Where things really start to pick up, and transition from quasi biography to buddy film, is when Nic takes Fink’s offer and winds up on the island of Mallorca. He’s there because Javi Gutierrez, played pitch-perfect by Pedro Pascal, is a super fan of the actor. He wants Cage to star in a movie he’s written a script for. Suffice to say, once Cage finds out, he’s not eager for the opportunity. But somehow, despite how clingy and emotionally open Javi is, Cage and him develop a genuine friendship. Which makes it awkward that Tiffany Haddish’s character believes Javi is a cartel boss.
Yes, I wasn’t sure about Haddish as a CIA agent either, but she brings a lot of great humor to the role and is believably tough. She and her partner basically force Cage into working with them, but only after he starts thinking of Javi as a friend. He cannot believe the claims against Javi, but is still pushed into helping by Haddish. Cage starts gathering information for them and begins looking for the girl kidnapped at the beginning of the movie. One of my favorite sequences is when Cage accidentally doses himself with a knockout agent meant for a patrolling guard and gets locked out of the room with the counteragent. He has to crawl outside on a ledge to get back, nearly falling over his own two feet as sensation rapidly leaves his body. Haddish yells at him via an earpiece and manages to keep him from falling to his death. When he inevitably passes out, she wakes him by yelling “Action!” in his ear.
Another amazing scene is when Javi is looking for inspiration to alter the movie script and has Cage and himself drop acid before driving into town. I don’t normally think of Cage as a comedy actor (at least, not intentionally), but his body humor was remarkable in this sequence. I was doubled over laughing as Cage and Pascal were overcome by paranoia, and started running from an elderly couple. And though you’ve likely seen the moment in trailers where Cage and Pascal are trying to scale a small wall, it’s so much better in theaters.
The final arc of the film is where it turns into an action flick, and somehow it doesn’t ruin any of the humor. Cage has to finally confront Javi about his supposed role as a cartel boss, and there’s a lot of good stuff that happens. Cage’s family gets kidnapped, people get shot and all sorts of mayhem occurs. But my favorite bit is when Cage has to disguise himself, because it may be the Cage-iest thing he’s ever done. I won’t ruin it by saying more, suffice that you have to see the scene to believe it.

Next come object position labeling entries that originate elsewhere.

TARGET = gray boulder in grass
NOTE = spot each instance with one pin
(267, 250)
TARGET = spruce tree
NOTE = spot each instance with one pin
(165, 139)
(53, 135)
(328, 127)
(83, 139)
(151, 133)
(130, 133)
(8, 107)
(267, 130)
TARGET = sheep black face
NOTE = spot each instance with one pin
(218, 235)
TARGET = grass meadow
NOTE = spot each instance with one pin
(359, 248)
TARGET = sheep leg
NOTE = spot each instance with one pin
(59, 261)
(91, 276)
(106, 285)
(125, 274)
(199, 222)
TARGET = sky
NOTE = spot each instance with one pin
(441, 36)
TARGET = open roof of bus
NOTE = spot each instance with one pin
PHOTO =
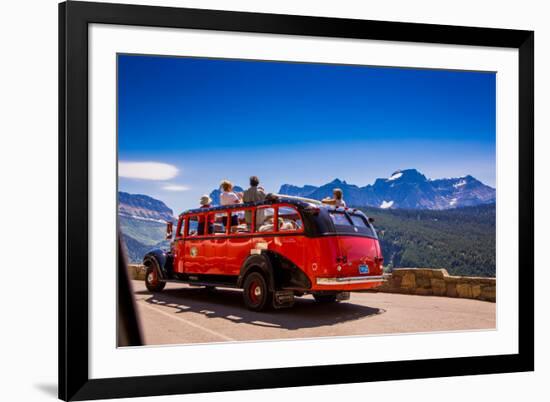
(270, 199)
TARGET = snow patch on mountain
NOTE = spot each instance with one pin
(395, 176)
(460, 183)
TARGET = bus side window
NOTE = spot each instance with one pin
(264, 219)
(193, 226)
(220, 222)
(239, 223)
(289, 219)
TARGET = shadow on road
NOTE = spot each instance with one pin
(228, 304)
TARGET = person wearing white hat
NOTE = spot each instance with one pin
(206, 202)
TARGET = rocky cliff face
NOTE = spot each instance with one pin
(404, 189)
(140, 206)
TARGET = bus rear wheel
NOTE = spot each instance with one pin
(152, 280)
(256, 294)
(325, 298)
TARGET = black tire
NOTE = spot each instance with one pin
(256, 294)
(152, 280)
(324, 298)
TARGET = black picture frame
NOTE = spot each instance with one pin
(74, 18)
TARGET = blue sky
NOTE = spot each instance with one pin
(185, 124)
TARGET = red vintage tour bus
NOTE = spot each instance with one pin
(274, 250)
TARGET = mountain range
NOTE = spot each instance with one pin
(459, 239)
(404, 189)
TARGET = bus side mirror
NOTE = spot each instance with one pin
(169, 230)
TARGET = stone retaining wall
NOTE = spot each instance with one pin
(438, 282)
(417, 281)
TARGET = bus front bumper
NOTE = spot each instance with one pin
(350, 280)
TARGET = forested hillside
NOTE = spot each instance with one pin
(461, 240)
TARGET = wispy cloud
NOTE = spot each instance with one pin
(175, 187)
(147, 170)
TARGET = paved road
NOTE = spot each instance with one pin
(183, 314)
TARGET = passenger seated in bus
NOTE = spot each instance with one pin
(205, 202)
(287, 224)
(267, 225)
(253, 194)
(229, 197)
(337, 200)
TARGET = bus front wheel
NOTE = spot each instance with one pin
(256, 294)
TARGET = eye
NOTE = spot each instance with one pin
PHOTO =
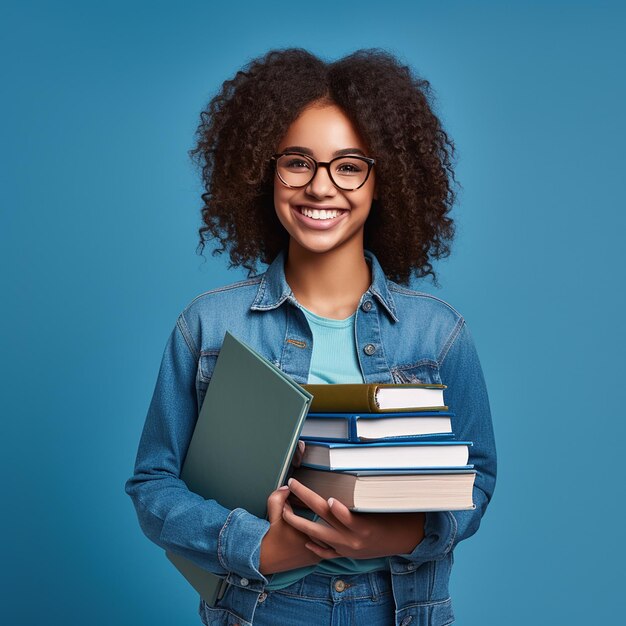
(295, 163)
(349, 167)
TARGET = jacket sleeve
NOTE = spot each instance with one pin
(215, 538)
(466, 395)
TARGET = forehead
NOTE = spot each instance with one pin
(323, 130)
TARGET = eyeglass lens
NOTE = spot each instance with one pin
(297, 170)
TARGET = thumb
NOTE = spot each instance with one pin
(276, 502)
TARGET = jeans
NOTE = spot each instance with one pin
(321, 600)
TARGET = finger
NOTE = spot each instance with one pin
(314, 501)
(275, 503)
(315, 531)
(342, 513)
(325, 553)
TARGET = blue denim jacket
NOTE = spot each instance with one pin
(402, 336)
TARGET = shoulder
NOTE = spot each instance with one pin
(242, 290)
(408, 300)
(206, 318)
(434, 323)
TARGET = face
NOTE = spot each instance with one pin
(322, 131)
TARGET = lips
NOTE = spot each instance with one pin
(320, 213)
(319, 218)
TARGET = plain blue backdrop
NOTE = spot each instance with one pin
(100, 210)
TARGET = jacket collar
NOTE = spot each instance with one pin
(274, 290)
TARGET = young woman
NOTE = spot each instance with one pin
(338, 175)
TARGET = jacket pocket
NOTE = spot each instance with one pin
(425, 372)
(206, 365)
(427, 614)
(216, 616)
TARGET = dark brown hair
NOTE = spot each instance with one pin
(391, 109)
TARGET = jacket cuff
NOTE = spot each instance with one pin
(440, 530)
(239, 549)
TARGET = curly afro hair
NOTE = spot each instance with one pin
(391, 109)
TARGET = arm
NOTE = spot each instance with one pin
(213, 537)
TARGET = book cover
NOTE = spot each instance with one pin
(243, 442)
(375, 397)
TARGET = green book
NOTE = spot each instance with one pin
(252, 413)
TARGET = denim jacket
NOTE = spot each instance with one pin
(402, 336)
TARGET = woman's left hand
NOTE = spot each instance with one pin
(340, 532)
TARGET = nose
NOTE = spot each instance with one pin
(321, 184)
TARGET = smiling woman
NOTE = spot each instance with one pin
(339, 176)
(317, 214)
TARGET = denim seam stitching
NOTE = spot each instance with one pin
(456, 331)
(242, 283)
(184, 330)
(429, 603)
(329, 600)
(453, 534)
(220, 539)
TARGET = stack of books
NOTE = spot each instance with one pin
(385, 448)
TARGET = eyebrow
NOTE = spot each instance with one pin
(308, 151)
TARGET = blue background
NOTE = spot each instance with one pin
(100, 208)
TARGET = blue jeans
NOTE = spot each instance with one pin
(321, 600)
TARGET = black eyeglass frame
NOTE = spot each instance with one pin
(369, 160)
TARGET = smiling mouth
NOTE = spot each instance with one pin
(320, 214)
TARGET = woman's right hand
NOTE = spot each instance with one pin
(283, 547)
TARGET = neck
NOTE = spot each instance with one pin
(331, 283)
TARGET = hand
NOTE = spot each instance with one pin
(283, 547)
(354, 535)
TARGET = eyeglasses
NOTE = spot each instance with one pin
(298, 170)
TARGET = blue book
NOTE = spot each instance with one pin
(360, 427)
(413, 454)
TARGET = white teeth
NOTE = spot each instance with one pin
(319, 214)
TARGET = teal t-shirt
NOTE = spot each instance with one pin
(334, 360)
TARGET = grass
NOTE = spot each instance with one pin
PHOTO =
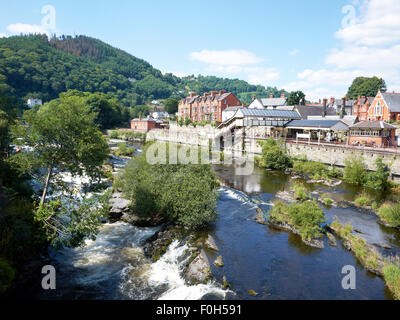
(362, 201)
(390, 213)
(391, 274)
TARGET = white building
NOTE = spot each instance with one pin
(33, 102)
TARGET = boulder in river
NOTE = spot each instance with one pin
(210, 243)
(218, 262)
(260, 217)
(198, 270)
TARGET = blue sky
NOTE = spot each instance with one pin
(317, 46)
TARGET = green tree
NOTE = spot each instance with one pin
(367, 87)
(171, 105)
(64, 138)
(355, 170)
(274, 156)
(296, 98)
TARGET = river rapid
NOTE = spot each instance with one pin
(275, 264)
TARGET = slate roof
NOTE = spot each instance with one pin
(392, 100)
(373, 125)
(269, 113)
(272, 102)
(306, 111)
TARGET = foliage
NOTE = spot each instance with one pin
(183, 193)
(355, 170)
(391, 274)
(300, 193)
(7, 274)
(71, 222)
(390, 213)
(296, 98)
(171, 105)
(366, 87)
(378, 179)
(274, 155)
(306, 217)
(362, 201)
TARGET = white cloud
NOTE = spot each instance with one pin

In the end, Cage’s career (in the movie) gets rejuvenated, his family dynamic gets repaired and we finally get the answers we need about Javi. And while I am uncertain if the real-life Nic Cage will get such a happy ending, I am very happy that he got this film. Earlier I said The Unbearable Weight of Massive Talent was the best film of Cage’s in ages. I want to amend that. This is easily his best film, ever. It shows he’s incredibly aware of his own mythos, and instead of being offended by it, he plays into it with humor and style. Cage might get a bad rap, but this movie shows that despite it all, he’s only human.